Marc Erlander, CEO, Cardiff Oncology: We also have an investigator-initiated trial in first line pancreatic cancer. We’ll see how that goes. We also have an investigator-initiated trial in small cell lung cancer, and we’ve already reported out some really incredible data there. We’re showing that onvansertib as a single agent, as a monotherapy, has activity. You know, that’s something that people have asked. You’re doing a combination in colorectal. What about, does it have single agent activity? Yes, it does. In fact, out of the first seven patients of the basically relapsed small cell lung cancer, a very aggressive disease, as you know, we had a patient that had a confirmed response with greater than 50% tumor shrinkage with onvansertib as a single agent. We’re really excited about that as well. Those are other future indications as we go forward.
Robert Burns, Managing Director and Senior Biotech Analyst, HC Wainwright: I guess the last question for me is, you know, we know that a data update from the CRDF 004 phase II trial is coming in the first quarter. There’s also going to be a regulatory update coming later this year. What is your cash on hand as of right now, and what sort of operational runway does that provide?

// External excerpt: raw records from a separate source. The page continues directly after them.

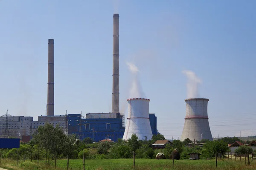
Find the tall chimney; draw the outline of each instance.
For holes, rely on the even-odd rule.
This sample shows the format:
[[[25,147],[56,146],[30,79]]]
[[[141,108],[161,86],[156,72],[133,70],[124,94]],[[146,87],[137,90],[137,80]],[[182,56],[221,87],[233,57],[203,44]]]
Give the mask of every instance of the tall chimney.
[[[54,115],[54,64],[53,39],[48,39],[48,76],[47,95],[47,116]]]
[[[115,14],[113,29],[112,113],[119,113],[119,14]]]

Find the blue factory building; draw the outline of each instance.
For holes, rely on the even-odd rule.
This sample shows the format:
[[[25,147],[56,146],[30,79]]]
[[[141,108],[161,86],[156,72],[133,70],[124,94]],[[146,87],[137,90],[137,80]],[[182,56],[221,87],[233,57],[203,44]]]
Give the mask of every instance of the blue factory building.
[[[124,116],[119,113],[89,113],[85,119],[81,115],[68,115],[68,133],[76,134],[83,140],[89,137],[96,142],[106,138],[116,141],[122,138],[125,127]],[[149,114],[150,125],[153,135],[157,133],[157,117]]]

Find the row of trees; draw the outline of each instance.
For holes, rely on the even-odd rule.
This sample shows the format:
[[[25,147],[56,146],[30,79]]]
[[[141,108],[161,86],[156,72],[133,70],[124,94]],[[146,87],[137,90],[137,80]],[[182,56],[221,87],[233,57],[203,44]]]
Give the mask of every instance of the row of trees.
[[[68,155],[71,159],[81,159],[84,155],[86,159],[131,158],[134,152],[136,158],[154,159],[158,153],[162,152],[168,159],[174,150],[177,149],[181,159],[188,159],[188,153],[192,152],[201,153],[201,158],[212,158],[215,157],[215,152],[225,155],[229,151],[228,142],[237,140],[228,138],[213,141],[204,139],[197,141],[205,143],[202,147],[191,145],[193,142],[188,138],[183,142],[174,140],[171,145],[167,144],[164,149],[153,150],[152,144],[157,140],[165,139],[163,135],[154,135],[151,139],[146,141],[140,140],[133,134],[127,142],[119,139],[116,143],[93,143],[89,137],[81,141],[75,135],[66,135],[60,127],[54,128],[52,125],[46,124],[38,128],[29,142],[20,145],[19,154],[20,159],[44,159],[46,158],[48,162],[49,159],[53,159],[55,155],[59,159],[67,158]],[[252,150],[248,150],[249,147],[241,147],[237,153],[251,153]],[[2,153],[3,157],[16,159],[17,149],[2,150]]]

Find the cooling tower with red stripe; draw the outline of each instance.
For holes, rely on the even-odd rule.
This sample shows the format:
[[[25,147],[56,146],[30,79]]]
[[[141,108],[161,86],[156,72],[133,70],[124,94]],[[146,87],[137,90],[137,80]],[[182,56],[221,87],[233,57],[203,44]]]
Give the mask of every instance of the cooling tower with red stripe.
[[[209,99],[192,98],[185,100],[186,117],[180,140],[189,138],[194,141],[203,139],[212,140],[209,125],[207,106]]]

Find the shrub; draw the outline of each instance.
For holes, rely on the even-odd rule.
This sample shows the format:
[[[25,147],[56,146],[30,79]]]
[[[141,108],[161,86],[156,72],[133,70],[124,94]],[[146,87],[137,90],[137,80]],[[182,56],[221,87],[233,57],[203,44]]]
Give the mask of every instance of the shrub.
[[[97,155],[95,158],[95,159],[107,159],[108,158],[107,155],[102,154]]]
[[[80,151],[78,153],[78,158],[82,159],[84,157],[84,159],[87,159],[90,156],[90,151],[87,149],[84,149],[84,150]]]

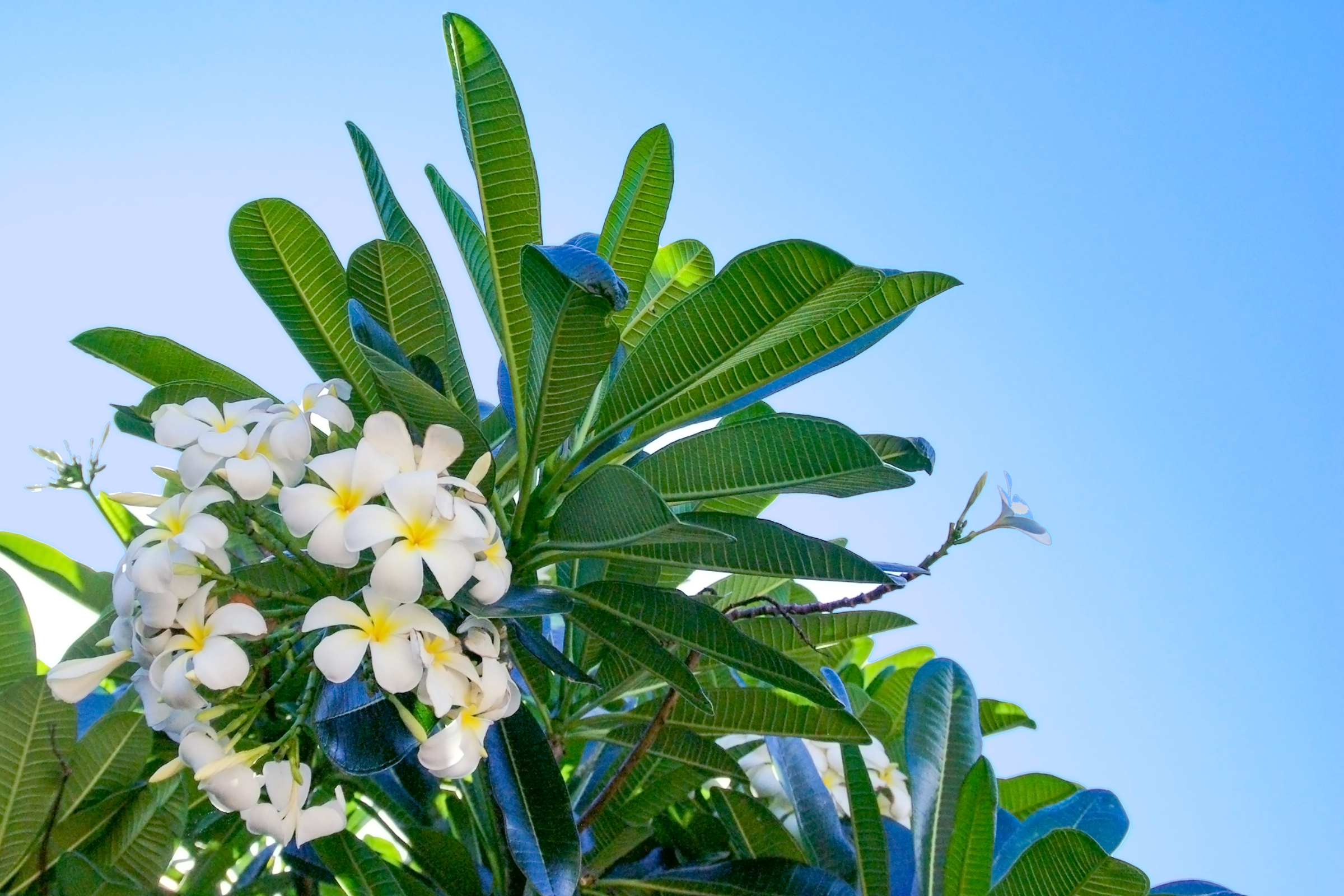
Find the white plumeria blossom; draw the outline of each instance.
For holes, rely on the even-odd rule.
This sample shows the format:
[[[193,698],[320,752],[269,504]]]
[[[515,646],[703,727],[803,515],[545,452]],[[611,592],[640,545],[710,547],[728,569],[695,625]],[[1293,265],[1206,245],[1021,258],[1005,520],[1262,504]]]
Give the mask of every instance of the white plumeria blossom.
[[[335,799],[304,809],[313,783],[313,770],[308,763],[298,764],[297,782],[288,762],[267,762],[262,766],[261,774],[270,802],[243,810],[247,830],[273,837],[281,846],[288,845],[290,840],[296,846],[302,846],[317,837],[345,830],[345,795],[339,785]]]
[[[437,778],[465,778],[485,756],[485,732],[513,715],[521,695],[499,660],[484,657],[480,678],[473,681],[457,716],[419,748],[419,762]]]
[[[374,680],[390,693],[411,690],[421,681],[423,665],[411,633],[449,638],[448,629],[418,603],[401,603],[364,588],[364,606],[336,596],[323,598],[304,617],[304,631],[329,626],[349,626],[323,638],[313,652],[313,664],[328,681],[348,681],[364,654],[370,654]]]
[[[194,489],[224,458],[247,447],[247,426],[266,415],[269,398],[224,402],[216,407],[208,398],[194,398],[185,404],[161,404],[151,416],[155,442],[183,449],[177,461],[181,484]]]
[[[313,447],[313,416],[319,416],[339,430],[355,429],[355,418],[345,406],[349,383],[341,379],[313,383],[304,388],[298,402],[274,404],[269,414],[276,416],[270,427],[270,445],[277,458],[304,461]]]
[[[476,553],[464,539],[480,539],[485,527],[478,516],[446,519],[435,509],[437,476],[431,470],[401,473],[384,486],[391,508],[366,504],[345,520],[345,548],[362,551],[386,541],[374,563],[370,584],[396,600],[417,600],[425,586],[425,567],[438,587],[452,596],[472,578]]]
[[[266,621],[255,607],[226,603],[207,618],[207,600],[214,582],[187,598],[177,611],[181,634],[175,634],[149,668],[151,682],[169,707],[204,707],[194,681],[211,690],[241,685],[247,678],[247,654],[228,635],[259,637]],[[188,665],[191,666],[188,669]]]
[[[206,485],[195,492],[175,494],[151,513],[157,528],[141,532],[126,545],[130,559],[130,580],[144,591],[172,591],[175,584],[175,556],[179,551],[210,557],[223,571],[228,571],[224,541],[228,527],[204,513],[219,501],[228,501],[228,493],[218,485]],[[185,576],[187,580],[191,576]],[[196,576],[199,583],[199,575]]]
[[[383,493],[396,476],[396,463],[367,439],[359,446],[320,454],[308,463],[327,485],[305,482],[280,490],[280,513],[297,537],[312,533],[308,555],[319,563],[348,570],[359,551],[345,547],[345,524],[356,508]]]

Marc Erlander, CEO, Cardiff Oncology: Right. Bottom line is that we have cash into the first quarter of 2027. Obviously, those of you that are following Cardiff Oncology do know that we are talking about a registrational trial before that. There is an obvious, you know, sort of question there of us, you know, somehow basically raising funds for that trial. Yes, we have runway into 2027. We do, we will expect that we will be raising additional funds for that registrational trial.
Robert Burns, Managing Director and Senior Biotech Analyst, HC Wainwright: That’s really all the questions I had. Marc, thank you for joining us. I’ll open up the floor to any questions if anyone has any.
Marc Erlander, CEO, Cardiff Oncology: Okay.
Robert Burns, Managing Director and Senior Biotech Analyst, HC Wainwright: Awesome. Thanks, Marc.
Marc Erlander, CEO, Cardiff Oncology: All right. Thank you very much for your attention.